If you are using a static site, you need to create manually a robots.txt file. Do follow the step to upload a robots.txt file into FTP
Go to this Robots.txt File Generator and generate a file
After you have created the robots.txt to your satisfaction, upload it to the root folder of your site using any FTP software.
In order to make sure that no content on your site has been inadvertently affected by editing and updating the robots.txt file, you can use the Google Webmaster Tool “Fetch as bot” feature to check if your content can be accessed by the robot.txt.
You can simply log in to Google Webmaster account; go to ‘Diagnostic’ and then select ‘Fetch as Google bot option’.
Crawl errors can also be checked by using this tool and this can be done by selecting crawl errors option from the diagnostic menu and then selecting “restricted by robots.txt”.

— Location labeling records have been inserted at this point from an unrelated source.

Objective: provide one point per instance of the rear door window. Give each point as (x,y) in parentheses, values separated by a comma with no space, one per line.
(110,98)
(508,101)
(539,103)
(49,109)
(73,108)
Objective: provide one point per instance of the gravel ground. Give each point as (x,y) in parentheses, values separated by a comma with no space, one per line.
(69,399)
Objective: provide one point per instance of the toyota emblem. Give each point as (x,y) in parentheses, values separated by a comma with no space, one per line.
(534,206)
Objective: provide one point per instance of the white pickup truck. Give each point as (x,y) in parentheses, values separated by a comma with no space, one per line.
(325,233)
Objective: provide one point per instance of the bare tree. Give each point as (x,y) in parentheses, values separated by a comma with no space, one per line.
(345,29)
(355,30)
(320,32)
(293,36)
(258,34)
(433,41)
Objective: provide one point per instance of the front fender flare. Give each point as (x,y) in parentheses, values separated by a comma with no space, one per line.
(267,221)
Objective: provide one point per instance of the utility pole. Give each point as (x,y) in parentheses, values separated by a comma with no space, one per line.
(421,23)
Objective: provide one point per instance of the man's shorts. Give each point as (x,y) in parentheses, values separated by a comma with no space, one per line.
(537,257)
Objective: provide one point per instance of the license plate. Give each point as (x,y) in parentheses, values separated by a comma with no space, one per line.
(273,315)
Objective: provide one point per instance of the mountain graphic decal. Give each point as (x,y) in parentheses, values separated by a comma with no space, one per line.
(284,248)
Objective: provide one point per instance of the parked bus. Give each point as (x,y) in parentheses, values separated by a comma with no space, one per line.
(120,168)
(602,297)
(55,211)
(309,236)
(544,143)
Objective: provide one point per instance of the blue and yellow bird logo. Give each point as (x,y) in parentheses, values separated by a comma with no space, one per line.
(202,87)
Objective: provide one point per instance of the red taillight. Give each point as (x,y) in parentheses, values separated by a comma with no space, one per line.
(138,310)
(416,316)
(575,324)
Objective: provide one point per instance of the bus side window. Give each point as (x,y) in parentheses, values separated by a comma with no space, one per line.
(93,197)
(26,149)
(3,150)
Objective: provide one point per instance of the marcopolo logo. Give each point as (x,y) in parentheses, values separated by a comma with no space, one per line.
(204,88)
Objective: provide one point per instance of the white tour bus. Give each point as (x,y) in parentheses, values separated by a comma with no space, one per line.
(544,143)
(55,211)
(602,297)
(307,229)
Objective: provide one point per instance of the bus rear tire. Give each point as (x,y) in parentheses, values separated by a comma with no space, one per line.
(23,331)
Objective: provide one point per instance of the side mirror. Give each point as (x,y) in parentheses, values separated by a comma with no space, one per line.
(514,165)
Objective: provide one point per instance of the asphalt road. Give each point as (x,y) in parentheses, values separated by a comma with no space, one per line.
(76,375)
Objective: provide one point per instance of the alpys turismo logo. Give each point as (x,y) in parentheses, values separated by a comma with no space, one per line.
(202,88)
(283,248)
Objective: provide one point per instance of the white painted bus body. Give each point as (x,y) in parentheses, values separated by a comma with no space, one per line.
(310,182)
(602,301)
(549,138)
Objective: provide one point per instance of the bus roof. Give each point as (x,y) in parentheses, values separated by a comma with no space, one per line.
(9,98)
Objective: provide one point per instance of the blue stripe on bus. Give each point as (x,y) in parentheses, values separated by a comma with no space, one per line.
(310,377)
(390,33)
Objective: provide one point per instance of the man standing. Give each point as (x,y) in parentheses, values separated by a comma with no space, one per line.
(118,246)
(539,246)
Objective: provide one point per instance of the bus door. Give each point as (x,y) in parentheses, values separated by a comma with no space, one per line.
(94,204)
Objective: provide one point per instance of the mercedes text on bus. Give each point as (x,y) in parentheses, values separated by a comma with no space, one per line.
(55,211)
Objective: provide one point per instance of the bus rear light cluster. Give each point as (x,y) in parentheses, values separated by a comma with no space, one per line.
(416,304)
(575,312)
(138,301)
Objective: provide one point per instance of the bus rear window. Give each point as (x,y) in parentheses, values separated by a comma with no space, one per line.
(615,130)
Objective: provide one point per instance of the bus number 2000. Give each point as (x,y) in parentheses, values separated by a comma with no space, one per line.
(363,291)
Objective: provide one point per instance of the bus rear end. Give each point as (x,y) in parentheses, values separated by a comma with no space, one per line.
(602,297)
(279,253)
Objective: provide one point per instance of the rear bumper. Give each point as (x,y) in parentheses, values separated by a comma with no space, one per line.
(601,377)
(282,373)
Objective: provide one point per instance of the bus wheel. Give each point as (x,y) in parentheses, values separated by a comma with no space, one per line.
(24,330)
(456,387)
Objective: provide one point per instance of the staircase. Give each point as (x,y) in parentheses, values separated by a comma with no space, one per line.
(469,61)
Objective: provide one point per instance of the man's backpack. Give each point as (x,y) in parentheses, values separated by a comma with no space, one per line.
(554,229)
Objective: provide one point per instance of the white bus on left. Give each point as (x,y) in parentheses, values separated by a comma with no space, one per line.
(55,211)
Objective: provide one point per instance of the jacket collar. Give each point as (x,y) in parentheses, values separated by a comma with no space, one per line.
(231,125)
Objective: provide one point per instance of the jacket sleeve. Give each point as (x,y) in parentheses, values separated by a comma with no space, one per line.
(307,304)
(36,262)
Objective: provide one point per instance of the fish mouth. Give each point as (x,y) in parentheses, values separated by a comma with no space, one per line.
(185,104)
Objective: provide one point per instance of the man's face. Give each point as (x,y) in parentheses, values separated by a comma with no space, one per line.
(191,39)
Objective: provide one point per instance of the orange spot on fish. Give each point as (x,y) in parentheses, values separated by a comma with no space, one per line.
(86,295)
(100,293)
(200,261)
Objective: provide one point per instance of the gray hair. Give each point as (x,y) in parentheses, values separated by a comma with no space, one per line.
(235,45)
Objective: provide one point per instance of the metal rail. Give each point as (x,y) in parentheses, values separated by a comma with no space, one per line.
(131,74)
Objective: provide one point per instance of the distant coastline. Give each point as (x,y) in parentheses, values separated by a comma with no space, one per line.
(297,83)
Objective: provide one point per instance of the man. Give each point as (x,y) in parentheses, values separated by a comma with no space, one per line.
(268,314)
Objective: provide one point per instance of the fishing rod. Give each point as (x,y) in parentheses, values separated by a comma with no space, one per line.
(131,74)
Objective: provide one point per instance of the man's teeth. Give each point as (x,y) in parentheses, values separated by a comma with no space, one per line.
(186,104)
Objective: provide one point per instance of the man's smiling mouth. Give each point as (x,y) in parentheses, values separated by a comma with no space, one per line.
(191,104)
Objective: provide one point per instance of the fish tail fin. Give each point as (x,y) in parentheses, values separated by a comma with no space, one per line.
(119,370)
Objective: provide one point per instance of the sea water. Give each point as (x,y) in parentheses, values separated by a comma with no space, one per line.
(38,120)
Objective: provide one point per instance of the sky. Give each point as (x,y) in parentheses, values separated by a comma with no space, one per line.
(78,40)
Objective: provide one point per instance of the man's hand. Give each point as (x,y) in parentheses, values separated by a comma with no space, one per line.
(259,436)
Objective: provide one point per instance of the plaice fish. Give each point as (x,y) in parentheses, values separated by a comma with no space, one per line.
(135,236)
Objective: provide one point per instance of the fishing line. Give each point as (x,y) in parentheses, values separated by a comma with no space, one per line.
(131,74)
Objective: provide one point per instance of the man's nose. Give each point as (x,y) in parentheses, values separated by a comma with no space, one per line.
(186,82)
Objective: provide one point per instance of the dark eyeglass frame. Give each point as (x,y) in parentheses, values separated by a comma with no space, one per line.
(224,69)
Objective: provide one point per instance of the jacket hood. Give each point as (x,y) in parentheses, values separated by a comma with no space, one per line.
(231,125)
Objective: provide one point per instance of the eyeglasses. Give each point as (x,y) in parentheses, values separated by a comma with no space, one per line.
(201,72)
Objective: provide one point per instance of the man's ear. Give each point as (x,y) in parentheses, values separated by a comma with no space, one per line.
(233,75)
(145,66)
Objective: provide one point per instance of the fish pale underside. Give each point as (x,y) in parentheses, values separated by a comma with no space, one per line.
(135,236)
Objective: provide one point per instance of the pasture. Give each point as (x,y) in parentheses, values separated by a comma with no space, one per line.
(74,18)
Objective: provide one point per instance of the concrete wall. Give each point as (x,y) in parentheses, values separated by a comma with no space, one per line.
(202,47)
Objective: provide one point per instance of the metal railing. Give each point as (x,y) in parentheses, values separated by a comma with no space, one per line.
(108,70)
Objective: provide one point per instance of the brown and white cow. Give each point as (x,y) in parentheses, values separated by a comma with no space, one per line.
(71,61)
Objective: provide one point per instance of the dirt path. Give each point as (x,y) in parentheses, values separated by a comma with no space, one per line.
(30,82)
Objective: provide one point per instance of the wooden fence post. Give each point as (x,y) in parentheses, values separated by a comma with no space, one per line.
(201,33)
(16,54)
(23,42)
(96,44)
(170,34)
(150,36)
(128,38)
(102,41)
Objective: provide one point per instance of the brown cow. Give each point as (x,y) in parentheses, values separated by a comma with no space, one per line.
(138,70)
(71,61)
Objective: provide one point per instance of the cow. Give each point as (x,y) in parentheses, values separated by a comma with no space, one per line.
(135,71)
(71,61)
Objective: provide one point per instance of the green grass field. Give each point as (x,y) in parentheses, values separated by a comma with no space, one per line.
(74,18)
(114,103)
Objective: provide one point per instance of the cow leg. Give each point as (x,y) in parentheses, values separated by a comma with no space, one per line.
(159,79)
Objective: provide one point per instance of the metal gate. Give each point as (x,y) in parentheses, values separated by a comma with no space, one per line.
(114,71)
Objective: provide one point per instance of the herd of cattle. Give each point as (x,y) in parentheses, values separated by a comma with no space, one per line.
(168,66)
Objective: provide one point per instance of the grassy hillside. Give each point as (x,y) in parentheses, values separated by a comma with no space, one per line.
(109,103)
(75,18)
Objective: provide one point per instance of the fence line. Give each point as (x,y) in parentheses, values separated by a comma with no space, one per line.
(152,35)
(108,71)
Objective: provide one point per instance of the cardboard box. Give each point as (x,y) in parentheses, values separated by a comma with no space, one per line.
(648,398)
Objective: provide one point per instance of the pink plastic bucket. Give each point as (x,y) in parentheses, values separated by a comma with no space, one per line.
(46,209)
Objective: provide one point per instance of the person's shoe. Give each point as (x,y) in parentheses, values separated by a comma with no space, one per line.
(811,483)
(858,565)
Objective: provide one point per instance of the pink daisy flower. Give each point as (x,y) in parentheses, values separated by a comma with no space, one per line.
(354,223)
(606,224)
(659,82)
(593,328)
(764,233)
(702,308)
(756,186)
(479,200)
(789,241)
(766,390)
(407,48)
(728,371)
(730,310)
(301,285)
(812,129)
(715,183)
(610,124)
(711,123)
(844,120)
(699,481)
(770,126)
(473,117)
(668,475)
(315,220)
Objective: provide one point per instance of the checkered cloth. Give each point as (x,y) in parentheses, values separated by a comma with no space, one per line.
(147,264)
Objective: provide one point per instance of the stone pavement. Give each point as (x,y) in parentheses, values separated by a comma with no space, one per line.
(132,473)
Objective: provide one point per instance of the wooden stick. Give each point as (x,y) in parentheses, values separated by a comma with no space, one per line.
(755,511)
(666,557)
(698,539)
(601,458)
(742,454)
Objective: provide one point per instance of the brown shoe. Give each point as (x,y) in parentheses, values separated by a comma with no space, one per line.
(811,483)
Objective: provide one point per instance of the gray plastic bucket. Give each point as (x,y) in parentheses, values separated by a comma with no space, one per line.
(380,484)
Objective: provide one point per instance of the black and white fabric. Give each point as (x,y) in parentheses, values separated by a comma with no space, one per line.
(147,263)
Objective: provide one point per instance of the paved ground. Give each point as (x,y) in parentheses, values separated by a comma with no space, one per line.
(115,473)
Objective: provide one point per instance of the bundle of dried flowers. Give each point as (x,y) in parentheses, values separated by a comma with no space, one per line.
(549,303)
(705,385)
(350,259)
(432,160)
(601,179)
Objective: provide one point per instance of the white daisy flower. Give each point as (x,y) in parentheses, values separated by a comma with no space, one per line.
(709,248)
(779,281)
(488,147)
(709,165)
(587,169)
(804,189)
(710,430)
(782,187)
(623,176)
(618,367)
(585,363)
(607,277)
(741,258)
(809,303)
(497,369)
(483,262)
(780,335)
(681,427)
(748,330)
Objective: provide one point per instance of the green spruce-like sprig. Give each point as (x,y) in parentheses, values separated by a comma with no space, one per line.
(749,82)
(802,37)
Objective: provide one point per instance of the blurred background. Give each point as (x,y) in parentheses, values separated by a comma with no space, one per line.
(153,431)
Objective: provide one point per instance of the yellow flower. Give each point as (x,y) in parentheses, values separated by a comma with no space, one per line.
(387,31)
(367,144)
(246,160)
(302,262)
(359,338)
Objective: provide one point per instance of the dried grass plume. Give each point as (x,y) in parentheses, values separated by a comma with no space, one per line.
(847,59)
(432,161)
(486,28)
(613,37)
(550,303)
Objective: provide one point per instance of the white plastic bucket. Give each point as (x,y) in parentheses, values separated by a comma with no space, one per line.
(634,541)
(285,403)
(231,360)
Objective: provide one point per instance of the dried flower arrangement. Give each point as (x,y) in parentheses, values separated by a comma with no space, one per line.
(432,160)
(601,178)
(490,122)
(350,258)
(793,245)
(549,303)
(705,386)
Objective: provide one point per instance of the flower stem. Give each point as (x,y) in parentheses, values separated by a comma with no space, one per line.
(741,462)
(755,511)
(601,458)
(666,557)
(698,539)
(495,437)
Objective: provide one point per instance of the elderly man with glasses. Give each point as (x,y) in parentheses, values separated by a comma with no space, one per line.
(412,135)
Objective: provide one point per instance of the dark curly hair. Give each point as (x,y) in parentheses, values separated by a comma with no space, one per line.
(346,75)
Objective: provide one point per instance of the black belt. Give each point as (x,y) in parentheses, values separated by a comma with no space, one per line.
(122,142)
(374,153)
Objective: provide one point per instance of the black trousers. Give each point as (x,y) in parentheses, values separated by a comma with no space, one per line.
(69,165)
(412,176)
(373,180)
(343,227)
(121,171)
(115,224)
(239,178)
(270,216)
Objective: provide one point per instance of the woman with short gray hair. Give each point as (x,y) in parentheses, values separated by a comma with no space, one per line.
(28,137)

Optimizing WordPress Robots.txt file
Now that we have got those basic concepts out of the way and spruced everyone up, let’s get down to the chase.
As we already explained, WordPress Robots.txt files only work with the crawlers that observe the Robots Exclusion Standard and even then, it does not prevent them from seeing the content.
It simply advises them what to do with the content, which almost always involves asking it not to show the content on search results.
The search engine will feel your content is not engaging & vibrant enough as you yourself don’t want it to be shown. This will result in it lowering your position in its search result listings. Here lies the basic problem of optimization of robots.txt with SEO to determine the correct balance so as not to harm the search listing.
If you are using the WordPress SEO plugin, then you should also know that it is not absolutely necessary to have a physical robots.txt file on your site because WordPress already has a virtual robots.txt. However, if you upload a physical robots.txt file, there will be no compatibility issues.
As you will remember while discussing robots previously, we mentioned the following syntax:
User-Agent: *Disallow: /*example*/
User-agent refers to the search engine web crawlers- in this case, web crawlers used by WordPress.
By showing an asterisk after it, we are indicating that we are addressing our robots.txt file to all search engine crawlers. Disallow tells the search engines which links are to be avoided. In addition, to disallowing, we have syntaxes such as host and crawl-delay, allow sitemap, etc.
Sitemap: It tells the location of the sitemap of your website.
Host: It defines your preferred domain name if you have a number of similar sites (called mirror sites).
Crawl-Delay: It sets the time interval or period between the requests to your server made by the search engine.
That’s it, guys. I believe you must have learned about editing and optimizing WordPress Robots.txt file for SEO. It’s important to note that there is no fixed formula for WordPress’s effective optimization of WordPress robots.txt. The content on your site also plays a significant factor. So use the tips mentioned in this article and optimize robots.txt properly for the ideal optimization of your site for search engines.